Repo Rate Unchanged: Here’s How the Real Estate Industry Reacted

Amid rising inflationary pressure and a grim economic outlook, the Reserve Bank of India’s Monetary Policy Committee (MPC) kept the repo rate and reverse repo rate unchanged at 4% and 3.35% respectively. In a televised address, RBI Governor Shaktikanta Das said “the global economy is heading into recession, and inflation outlook is “highly uncertain”. 

On the positive side, a sum of Rs 10,000 Crore was announced as additional liquidity for NABARD and National Housing Bank.

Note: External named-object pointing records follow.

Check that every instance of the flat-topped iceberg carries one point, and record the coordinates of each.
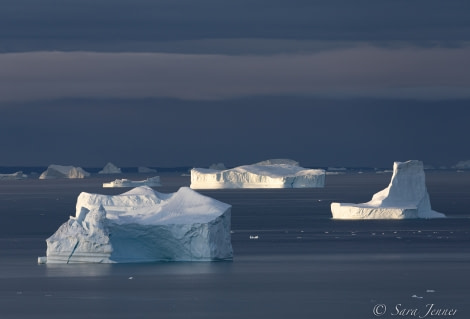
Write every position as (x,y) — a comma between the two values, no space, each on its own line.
(405,197)
(151,182)
(110,168)
(61,171)
(13,176)
(266,174)
(143,225)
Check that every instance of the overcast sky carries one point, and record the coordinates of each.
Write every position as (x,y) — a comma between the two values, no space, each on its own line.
(176,83)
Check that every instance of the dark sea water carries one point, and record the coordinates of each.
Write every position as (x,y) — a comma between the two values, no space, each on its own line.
(291,260)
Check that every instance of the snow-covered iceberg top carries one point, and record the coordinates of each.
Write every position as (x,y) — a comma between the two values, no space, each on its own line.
(218,166)
(110,168)
(143,225)
(275,161)
(151,181)
(405,197)
(258,176)
(61,171)
(13,176)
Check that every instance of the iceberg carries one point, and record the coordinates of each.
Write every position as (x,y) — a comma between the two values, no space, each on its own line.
(151,182)
(405,197)
(143,170)
(267,174)
(143,225)
(218,166)
(110,168)
(13,176)
(60,171)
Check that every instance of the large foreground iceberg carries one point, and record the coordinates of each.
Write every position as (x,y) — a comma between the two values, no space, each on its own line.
(151,182)
(60,171)
(405,197)
(110,168)
(143,225)
(267,174)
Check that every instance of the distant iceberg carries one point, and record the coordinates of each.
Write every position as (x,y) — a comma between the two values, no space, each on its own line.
(151,182)
(60,171)
(276,161)
(143,225)
(405,197)
(13,176)
(145,170)
(267,174)
(110,168)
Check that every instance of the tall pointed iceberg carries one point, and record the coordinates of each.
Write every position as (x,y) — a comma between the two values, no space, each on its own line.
(405,197)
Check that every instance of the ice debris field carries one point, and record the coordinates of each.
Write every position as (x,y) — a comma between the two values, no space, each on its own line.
(405,197)
(143,225)
(268,174)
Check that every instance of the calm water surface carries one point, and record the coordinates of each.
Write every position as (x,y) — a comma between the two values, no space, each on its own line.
(291,260)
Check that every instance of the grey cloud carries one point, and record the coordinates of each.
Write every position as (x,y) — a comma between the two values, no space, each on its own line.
(351,72)
(147,25)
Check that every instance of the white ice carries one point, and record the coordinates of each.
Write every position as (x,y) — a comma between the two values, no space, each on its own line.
(151,182)
(462,165)
(143,225)
(110,168)
(267,174)
(405,197)
(60,171)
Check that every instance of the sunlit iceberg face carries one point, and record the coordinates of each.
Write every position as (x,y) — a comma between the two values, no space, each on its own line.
(143,226)
(405,197)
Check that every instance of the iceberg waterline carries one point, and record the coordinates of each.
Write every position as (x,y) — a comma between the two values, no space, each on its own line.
(143,225)
(405,197)
(62,171)
(151,182)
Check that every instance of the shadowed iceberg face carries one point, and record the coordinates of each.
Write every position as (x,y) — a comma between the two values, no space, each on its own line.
(143,226)
(405,197)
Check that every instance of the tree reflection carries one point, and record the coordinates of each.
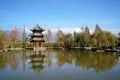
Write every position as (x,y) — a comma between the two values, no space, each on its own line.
(87,59)
(64,57)
(3,61)
(10,59)
(100,61)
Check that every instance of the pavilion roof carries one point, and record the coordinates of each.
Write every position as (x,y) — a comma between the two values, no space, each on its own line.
(37,27)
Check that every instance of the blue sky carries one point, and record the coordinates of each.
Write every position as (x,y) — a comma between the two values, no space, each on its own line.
(51,14)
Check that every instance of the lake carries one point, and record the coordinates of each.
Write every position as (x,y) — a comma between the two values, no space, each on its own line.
(59,65)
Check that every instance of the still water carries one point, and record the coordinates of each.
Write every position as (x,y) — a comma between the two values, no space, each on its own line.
(59,65)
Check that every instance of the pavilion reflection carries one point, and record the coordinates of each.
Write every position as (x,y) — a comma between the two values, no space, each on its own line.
(37,60)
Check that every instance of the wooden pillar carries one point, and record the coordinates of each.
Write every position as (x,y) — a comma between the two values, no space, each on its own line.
(39,44)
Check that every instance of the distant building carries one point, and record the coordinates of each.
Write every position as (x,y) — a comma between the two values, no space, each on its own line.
(37,36)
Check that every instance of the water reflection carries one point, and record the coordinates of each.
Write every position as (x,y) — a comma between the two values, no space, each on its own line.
(87,60)
(59,64)
(37,60)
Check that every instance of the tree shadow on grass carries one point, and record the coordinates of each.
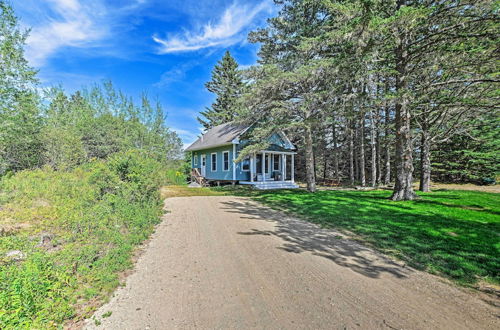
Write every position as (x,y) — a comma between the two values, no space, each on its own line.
(299,236)
(426,234)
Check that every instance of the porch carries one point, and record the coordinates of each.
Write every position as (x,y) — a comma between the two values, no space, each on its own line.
(270,170)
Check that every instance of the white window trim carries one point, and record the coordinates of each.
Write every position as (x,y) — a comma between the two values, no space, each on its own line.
(212,162)
(249,164)
(278,162)
(224,163)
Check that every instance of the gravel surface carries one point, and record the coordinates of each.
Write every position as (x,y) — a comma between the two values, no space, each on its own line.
(229,263)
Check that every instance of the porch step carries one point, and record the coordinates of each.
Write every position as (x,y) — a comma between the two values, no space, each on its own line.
(275,185)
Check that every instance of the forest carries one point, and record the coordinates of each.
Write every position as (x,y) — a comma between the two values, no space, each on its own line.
(79,188)
(373,92)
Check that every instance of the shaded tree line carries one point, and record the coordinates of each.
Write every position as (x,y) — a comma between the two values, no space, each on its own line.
(376,92)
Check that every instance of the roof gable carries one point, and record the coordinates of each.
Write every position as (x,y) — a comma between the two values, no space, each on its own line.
(229,133)
(218,136)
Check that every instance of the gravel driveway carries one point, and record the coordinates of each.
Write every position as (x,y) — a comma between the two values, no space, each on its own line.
(229,263)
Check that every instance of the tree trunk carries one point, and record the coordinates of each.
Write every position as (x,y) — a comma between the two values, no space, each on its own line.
(309,153)
(379,156)
(425,161)
(351,155)
(362,176)
(335,154)
(387,177)
(403,189)
(373,149)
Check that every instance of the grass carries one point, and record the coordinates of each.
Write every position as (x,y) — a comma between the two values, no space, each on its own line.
(451,233)
(73,232)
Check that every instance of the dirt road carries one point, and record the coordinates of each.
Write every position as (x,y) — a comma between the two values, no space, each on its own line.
(228,263)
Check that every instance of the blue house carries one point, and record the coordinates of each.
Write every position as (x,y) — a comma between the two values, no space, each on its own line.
(214,154)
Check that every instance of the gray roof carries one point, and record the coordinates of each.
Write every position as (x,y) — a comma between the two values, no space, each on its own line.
(217,136)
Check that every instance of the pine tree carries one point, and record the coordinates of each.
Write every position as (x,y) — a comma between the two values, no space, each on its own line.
(19,116)
(227,84)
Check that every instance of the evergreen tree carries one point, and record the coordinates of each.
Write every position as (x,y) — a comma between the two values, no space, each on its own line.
(227,84)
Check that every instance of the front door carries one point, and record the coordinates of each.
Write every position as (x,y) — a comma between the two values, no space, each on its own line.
(267,167)
(203,165)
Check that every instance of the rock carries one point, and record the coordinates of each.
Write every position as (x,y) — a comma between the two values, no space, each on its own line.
(45,239)
(16,255)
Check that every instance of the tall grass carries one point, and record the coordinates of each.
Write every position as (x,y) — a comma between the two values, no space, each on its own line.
(175,177)
(69,234)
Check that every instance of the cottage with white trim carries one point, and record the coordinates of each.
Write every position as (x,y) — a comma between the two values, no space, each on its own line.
(214,154)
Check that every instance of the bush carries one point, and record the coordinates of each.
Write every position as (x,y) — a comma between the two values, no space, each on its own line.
(76,230)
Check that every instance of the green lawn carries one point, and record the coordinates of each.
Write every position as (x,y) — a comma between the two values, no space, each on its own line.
(451,233)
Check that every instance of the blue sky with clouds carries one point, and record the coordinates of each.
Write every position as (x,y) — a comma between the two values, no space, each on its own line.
(164,47)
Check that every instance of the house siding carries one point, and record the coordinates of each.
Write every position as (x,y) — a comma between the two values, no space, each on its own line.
(219,173)
(277,144)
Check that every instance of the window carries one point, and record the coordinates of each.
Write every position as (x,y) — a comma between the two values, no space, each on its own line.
(276,162)
(225,160)
(245,164)
(214,162)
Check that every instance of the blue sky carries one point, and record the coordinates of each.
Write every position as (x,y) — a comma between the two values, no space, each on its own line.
(164,47)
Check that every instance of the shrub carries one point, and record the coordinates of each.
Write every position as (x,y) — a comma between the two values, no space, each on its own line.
(76,230)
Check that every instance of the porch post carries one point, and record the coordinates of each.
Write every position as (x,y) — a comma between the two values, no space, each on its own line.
(263,163)
(234,164)
(284,167)
(252,156)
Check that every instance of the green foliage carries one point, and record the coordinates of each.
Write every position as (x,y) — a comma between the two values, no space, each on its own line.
(451,233)
(19,120)
(227,85)
(93,217)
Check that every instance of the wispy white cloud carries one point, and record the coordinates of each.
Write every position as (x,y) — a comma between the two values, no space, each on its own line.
(228,30)
(187,136)
(72,23)
(175,74)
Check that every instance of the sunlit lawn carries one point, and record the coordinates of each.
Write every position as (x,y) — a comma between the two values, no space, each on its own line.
(452,233)
(448,232)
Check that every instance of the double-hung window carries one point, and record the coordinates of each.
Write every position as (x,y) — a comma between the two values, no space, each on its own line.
(245,164)
(276,162)
(214,162)
(225,161)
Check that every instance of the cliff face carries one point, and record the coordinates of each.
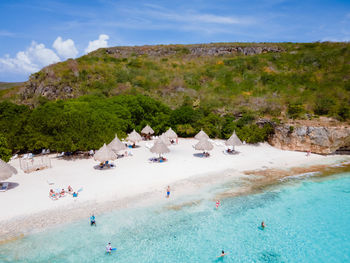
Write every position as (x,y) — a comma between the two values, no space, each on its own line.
(317,139)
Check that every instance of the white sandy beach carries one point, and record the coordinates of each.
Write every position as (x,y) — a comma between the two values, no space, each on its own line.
(135,175)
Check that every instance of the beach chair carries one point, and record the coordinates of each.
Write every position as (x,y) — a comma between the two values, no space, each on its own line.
(4,187)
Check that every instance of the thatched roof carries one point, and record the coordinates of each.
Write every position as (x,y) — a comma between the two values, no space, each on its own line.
(171,134)
(159,147)
(233,140)
(105,154)
(165,139)
(116,145)
(147,130)
(201,135)
(204,145)
(134,137)
(6,170)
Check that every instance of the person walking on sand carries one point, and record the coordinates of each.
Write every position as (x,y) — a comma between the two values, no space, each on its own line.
(109,248)
(168,192)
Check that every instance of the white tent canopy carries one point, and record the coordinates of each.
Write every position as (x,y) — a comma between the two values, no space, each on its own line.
(171,134)
(116,145)
(105,154)
(134,137)
(159,147)
(201,135)
(204,145)
(233,140)
(147,130)
(6,170)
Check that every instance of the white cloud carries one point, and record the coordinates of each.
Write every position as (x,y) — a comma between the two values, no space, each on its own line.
(65,48)
(29,61)
(98,43)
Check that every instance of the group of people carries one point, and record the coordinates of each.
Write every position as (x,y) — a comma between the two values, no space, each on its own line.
(55,195)
(206,154)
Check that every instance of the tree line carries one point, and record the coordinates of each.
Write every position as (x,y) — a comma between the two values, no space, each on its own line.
(89,121)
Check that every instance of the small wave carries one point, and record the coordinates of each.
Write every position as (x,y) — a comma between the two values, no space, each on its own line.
(300,176)
(343,164)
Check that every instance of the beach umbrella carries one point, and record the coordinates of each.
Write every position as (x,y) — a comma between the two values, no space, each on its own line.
(105,154)
(159,147)
(201,135)
(147,130)
(233,140)
(165,139)
(171,134)
(116,145)
(204,145)
(6,170)
(134,137)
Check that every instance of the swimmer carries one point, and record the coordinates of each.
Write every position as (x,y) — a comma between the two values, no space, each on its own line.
(109,248)
(92,220)
(222,254)
(168,192)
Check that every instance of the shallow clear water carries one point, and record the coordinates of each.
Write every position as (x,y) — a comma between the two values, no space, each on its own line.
(307,221)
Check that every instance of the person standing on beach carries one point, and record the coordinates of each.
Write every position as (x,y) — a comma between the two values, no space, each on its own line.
(92,220)
(168,192)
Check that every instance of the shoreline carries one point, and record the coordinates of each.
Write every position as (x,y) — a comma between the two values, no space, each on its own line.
(248,182)
(251,182)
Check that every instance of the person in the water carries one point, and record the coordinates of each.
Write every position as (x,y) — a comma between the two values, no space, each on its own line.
(222,254)
(92,220)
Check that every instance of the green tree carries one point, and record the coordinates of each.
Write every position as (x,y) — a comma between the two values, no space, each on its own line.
(5,152)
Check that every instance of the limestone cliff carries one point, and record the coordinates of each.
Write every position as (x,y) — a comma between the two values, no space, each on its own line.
(319,139)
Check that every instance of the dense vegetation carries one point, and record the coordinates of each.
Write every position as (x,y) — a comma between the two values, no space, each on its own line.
(302,81)
(89,121)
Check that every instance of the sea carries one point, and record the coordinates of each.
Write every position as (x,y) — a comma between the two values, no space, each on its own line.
(307,219)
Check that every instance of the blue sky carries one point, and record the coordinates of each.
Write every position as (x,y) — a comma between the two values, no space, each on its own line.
(36,33)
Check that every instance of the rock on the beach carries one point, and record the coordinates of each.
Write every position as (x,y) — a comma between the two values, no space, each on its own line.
(322,140)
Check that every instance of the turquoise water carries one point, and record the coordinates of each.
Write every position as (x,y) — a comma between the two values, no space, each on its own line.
(307,221)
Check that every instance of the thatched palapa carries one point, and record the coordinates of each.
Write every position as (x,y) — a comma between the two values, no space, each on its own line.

RoofandFloor spoke to the industry stalwarts to get their perspective on this latest development. Here’s a snapshot:

An accommodative stance

Rohit Poddar, MD, Poddar Housing and Development Ltd and Joint Secretary, NAREDCO Maharashtra 

RBI focusing on augmenting liquidity with an accommodative stance with no rate cut is a smart move in terms of channelising the demand-based macros in the economy. As liquidity in the system is important to allow the financial institutions to transmit RBI’s rate cut benefits with reduced loan interest rates to the borrower, Additional Specialty Liquidity Facility (ASLF) is thereby, seen as a welcome move.

ASLF of Rs 5000 crore to the National Housing Bank will provide much required cushioning for the housing finance companies to lower the home interest rates. This will translate into an upsurge in demand with a lower cost of credit to the homebuyer and materialise in a likely upsurge in residential inventory offtake, especially in the near onset of festivity in the country. 

A positive step” 

Niranjan Hiranandani, President, NAREDCO

A positive step by Reserve Bank of India to pay heed to India Inc’s long pending demand of one-time restructuring of loans without classifying them as NPAs, by setting up an expert committee.

Opening up the window for the restructuring of loans to companies, individuals, and MSME under mandated safeguards grants breather to the liquidity strapped industry. A flexible repayment scheme under the new resolution framework shall bring in the much-needed relief to resume operations smoothly. 

The enhanced finance flow should see developers in need of last-mile funding being able to complete their stalled projects. 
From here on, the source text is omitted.